Decorum, decency, propriety, dignity, etiquette are comparable either when they mean a code of rules respecting what is right, fitting, or honorable in behavior or, more often, when they mean the quality or character of rightness, fitness, or honorableness in behavior resulting from the observance of such a code.
The first three words are somewhat literary; the last two are the most common in speech. Both decorum and decency imply that the code is based upon the nature of things or the circumstances which attend them, and therefore the rules which it embodies have their basis in nature or sound reason.
Decorum especially suggests a code of rigid rules or laws governing the behavior of civilized men under given or understood conditions.
The term may suggest also order, moderation, and a high degree of intelligibility as a basis of literary or artistic beauty.
Decency often stresses a freedom from immodesty or obscenity. It may imply a seemliness or appropriateness that is based upon the right relation of one thing to another (as of a person to his profession, rank, or condition in life or of a thing to its use or end).
Propriety stresses conformity to a standard of what is proper or correct.
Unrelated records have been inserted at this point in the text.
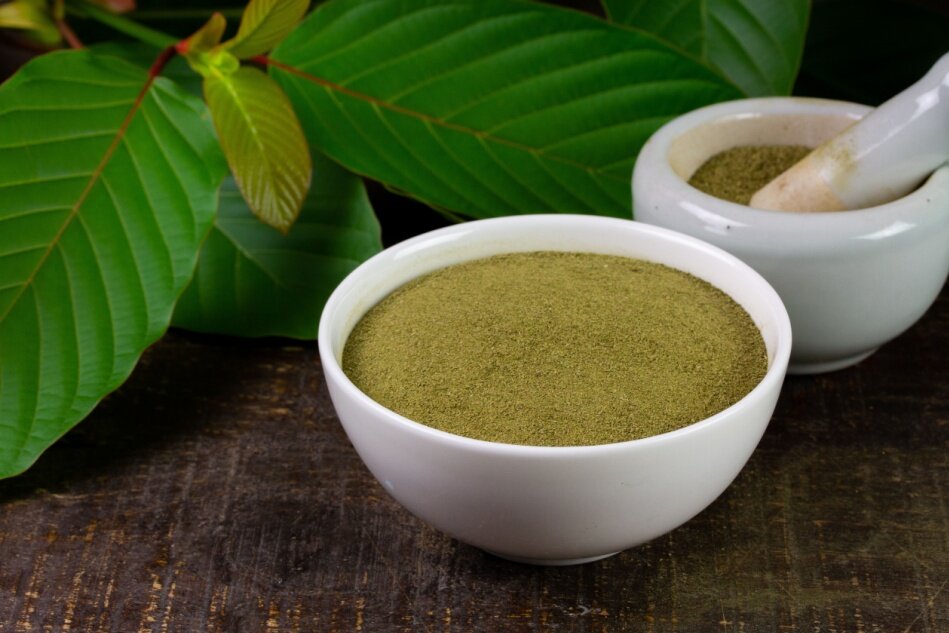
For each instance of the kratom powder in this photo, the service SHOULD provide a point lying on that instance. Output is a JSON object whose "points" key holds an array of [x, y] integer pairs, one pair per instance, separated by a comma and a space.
{"points": [[556, 349], [737, 173]]}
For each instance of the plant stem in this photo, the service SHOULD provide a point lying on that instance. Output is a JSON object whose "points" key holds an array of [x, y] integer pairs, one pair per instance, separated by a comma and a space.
{"points": [[124, 25], [186, 14]]}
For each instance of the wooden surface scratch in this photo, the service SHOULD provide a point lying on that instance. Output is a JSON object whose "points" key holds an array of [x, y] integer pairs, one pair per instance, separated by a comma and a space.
{"points": [[216, 491]]}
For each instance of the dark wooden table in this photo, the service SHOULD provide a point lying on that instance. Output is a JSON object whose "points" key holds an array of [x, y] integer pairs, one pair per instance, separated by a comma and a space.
{"points": [[216, 491]]}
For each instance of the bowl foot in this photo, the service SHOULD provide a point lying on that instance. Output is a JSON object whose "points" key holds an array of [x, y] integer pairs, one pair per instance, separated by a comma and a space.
{"points": [[824, 367], [551, 562]]}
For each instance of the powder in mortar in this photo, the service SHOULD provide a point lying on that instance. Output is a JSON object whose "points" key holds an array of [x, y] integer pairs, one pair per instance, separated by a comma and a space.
{"points": [[737, 173], [556, 349]]}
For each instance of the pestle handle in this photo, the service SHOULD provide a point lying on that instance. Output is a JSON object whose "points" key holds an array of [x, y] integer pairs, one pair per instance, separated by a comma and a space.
{"points": [[883, 156]]}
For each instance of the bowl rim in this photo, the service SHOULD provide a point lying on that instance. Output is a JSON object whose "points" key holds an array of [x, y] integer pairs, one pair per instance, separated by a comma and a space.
{"points": [[653, 166], [333, 372]]}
When used in reference to language, it implies a regard for the established meanings of words and a refusal to accept what is not countenanced by good usage.
More often the word refers to social matters and implies adherence or conformity to a code respecting conduct or manners accepted as correct, proper, and essential by either the generality or a particular class of society.
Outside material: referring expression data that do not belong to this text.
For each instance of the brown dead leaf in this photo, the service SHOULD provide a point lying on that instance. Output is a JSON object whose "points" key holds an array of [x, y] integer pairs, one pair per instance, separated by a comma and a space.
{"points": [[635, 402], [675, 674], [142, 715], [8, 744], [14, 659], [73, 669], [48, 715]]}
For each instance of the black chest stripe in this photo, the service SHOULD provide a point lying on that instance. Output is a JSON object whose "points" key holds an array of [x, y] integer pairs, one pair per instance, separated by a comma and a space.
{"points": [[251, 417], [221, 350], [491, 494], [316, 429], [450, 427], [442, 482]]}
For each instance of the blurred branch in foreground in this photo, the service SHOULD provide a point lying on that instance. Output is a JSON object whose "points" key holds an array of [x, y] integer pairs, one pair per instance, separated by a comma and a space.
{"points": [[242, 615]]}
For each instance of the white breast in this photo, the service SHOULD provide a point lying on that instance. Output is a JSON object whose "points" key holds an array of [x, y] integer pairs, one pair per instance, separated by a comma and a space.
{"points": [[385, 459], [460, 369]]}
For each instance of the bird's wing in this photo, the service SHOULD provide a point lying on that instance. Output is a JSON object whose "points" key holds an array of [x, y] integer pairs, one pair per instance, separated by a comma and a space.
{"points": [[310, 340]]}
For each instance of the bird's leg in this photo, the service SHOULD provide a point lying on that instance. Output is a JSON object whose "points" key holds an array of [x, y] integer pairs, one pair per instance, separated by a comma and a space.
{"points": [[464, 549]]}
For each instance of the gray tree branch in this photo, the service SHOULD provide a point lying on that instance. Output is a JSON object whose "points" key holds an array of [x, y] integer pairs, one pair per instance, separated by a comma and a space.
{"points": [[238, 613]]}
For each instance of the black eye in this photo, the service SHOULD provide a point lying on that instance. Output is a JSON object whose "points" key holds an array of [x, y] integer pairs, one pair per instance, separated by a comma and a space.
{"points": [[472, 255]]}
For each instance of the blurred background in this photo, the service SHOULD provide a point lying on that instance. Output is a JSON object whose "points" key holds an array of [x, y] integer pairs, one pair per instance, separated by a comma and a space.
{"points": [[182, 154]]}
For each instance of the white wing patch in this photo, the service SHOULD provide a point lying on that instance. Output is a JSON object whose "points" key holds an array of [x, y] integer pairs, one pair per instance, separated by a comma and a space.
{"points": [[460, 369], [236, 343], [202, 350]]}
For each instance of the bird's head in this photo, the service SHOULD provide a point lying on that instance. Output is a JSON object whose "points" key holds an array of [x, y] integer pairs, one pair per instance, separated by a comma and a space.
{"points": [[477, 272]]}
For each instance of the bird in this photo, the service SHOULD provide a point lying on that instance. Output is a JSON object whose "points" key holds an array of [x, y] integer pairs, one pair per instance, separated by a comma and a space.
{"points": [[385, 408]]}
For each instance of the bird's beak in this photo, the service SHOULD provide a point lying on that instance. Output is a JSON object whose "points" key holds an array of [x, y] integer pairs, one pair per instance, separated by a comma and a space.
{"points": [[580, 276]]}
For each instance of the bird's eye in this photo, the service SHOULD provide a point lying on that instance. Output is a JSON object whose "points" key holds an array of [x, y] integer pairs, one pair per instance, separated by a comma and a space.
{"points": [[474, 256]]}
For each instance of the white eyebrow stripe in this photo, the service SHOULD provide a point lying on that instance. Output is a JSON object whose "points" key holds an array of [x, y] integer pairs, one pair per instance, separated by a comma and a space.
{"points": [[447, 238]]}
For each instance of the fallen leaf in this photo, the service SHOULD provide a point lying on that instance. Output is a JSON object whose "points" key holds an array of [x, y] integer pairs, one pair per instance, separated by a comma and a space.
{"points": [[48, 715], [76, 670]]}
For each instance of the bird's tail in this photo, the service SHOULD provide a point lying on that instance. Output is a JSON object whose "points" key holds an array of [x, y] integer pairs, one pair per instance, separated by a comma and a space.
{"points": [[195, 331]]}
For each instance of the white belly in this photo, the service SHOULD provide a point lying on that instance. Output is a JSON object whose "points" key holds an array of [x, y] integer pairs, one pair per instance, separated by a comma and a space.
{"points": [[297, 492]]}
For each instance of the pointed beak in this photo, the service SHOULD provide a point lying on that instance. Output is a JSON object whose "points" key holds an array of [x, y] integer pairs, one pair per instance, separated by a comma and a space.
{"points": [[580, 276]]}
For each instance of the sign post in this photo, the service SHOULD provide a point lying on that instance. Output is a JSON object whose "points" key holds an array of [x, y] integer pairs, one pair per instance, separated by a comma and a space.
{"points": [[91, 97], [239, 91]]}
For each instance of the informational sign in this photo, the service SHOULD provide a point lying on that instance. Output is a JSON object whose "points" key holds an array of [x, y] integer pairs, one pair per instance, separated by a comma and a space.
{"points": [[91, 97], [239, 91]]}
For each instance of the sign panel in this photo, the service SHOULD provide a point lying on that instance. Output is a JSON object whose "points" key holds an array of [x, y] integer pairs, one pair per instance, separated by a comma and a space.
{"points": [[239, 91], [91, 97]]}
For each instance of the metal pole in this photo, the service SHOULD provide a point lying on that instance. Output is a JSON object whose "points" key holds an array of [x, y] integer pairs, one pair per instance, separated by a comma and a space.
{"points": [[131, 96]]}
Propriety is sometimes preferred to decency when merely seemly or fitting correctness (and not conformity to convention) is implied.
Dignity (see also ELEGANCE) seldom applies directly to a code or a rule but it does often denote a state of being that arises from obedience to what one, one's class, or one's profession regards as elevated, noble, or in full accordance with his rank, status, or position, and thereby it implies governance by â code or by forces which often correspond to the decencies or proprieties.
Etiquette is the usual term for the code of manners and behavior governing one's conduct in society or in particular circumstances (as in a court or legislature).
It may replace propriety, for the conventional observance of these rules.